President of Freedom from Hunger to Speak at Woodrow Wilson School

Princeton, NJ -- Christopher Dunford, president of Freedom from Hunger, a nonprofit group that provides sustainable self-help solutions to combat chronic hunger and poverty, will give a talk titled "A 'Perfect' Solution for an Imperfect World: Microcredit in the Garden of Good and Evil" at Princeton University's Woodrow Wilson School of Public and International Affairs on Wednesday, November 17, at 4:30 p.m. in Robertson Hall, Bowl 1.

Freedom from Hunger, which finds innovative ways to equip families with resources they need to build futures of health, hope and dignity, has more than 50 years of experience in developing self-help solutions to the problem of chronic hunger. Their "Credit with Education" program, a self-financing lending strategy for rural women that simultaneously provides education on health and nutrition issues, has empowered more than 100,000 families to break the cycle of hunger. The program is in place in West Africa, East Africa, Latin America, and Southeast Asia.
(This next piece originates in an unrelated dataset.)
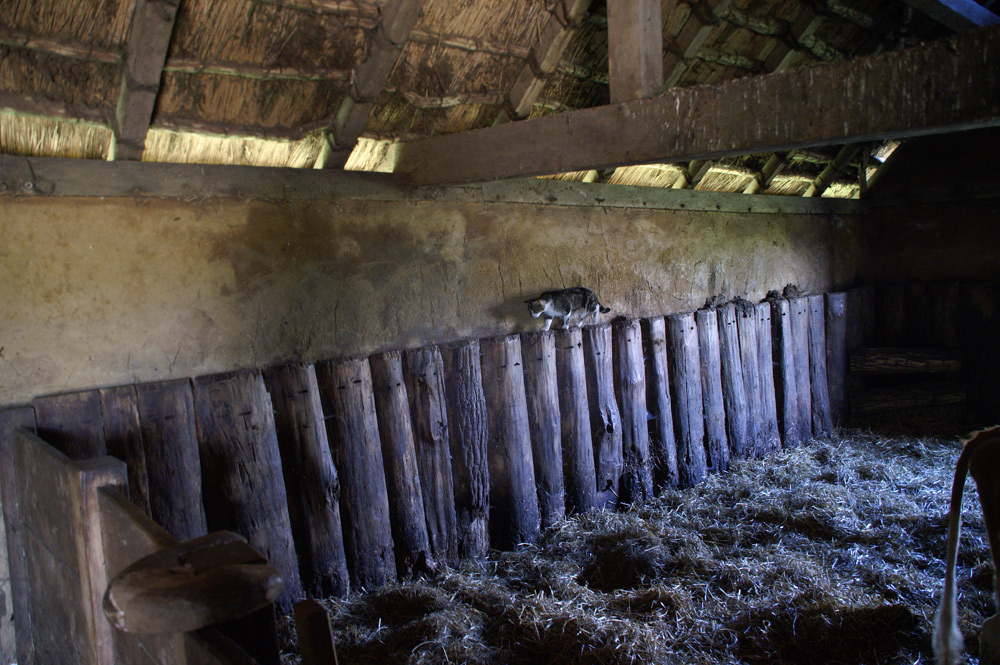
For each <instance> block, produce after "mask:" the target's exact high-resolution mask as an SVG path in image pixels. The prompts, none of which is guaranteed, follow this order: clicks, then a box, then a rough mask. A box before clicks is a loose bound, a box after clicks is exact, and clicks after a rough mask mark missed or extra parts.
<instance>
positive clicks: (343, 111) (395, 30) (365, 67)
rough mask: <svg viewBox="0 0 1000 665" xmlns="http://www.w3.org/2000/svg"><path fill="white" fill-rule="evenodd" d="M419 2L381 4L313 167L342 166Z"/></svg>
mask: <svg viewBox="0 0 1000 665" xmlns="http://www.w3.org/2000/svg"><path fill="white" fill-rule="evenodd" d="M423 6H424V0H390V2H387V3H386V5H385V7H383V8H382V17H381V18H380V19H379V22H378V25H377V26H376V27H375V31H374V32H373V33H372V35H371V37H370V39H369V42H368V48H367V49H366V53H365V56H364V57H363V58H362V60H361V63H360V64H359V65H358V67H357V69H356V70H355V71H354V80H353V81H352V82H351V86H350V89H349V90H348V91H347V97H345V98H344V101H343V102H341V104H340V109H339V110H338V111H337V117H336V118H335V119H334V121H333V123H332V124H331V125H330V126H329V127H328V128H327V142H326V145H325V146H324V149H323V151H322V152H321V153H320V156H319V159H318V160H317V161H316V168H336V169H340V168H344V164H346V163H347V160H348V158H349V157H350V156H351V151H352V150H354V146H355V145H356V144H357V142H358V138H359V137H360V136H361V133H362V132H363V131H365V125H367V124H368V117H369V116H370V115H371V112H372V109H374V108H375V102H376V101H377V100H378V95H379V93H380V92H382V89H383V88H385V84H386V81H388V80H389V74H391V73H392V68H393V67H395V66H396V61H397V60H398V59H399V56H400V54H402V52H403V46H404V45H405V44H406V38H407V35H409V34H410V30H412V29H413V26H414V25H416V23H417V18H418V17H419V16H420V10H421V9H422V8H423Z"/></svg>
Dunford, who joined Freedom from Hunger in 1984 and has been its president since 1991, was trained as an ecologist and sociologist, earning a bachelor's degree from Cornell University and a Ph.D. from the University of Arizona. He began his career in 1975 as a program officer with the United Nations Environment Program and later became a land use planning consultant to the U.S. Agency for International Development, the International Union for Conservation of Nature and Natural Resources, and the Peace Corps, among other organizations. He spent several years in East Africa in the late 1970s and is the author of many articles and publications on strategic planning and the evaluation of rural development programs. Dunford is one of the chief architects of the design and implementation of the "Credit with Education" strategy.

The lecture is sponsored by the Woodrow Wilson School.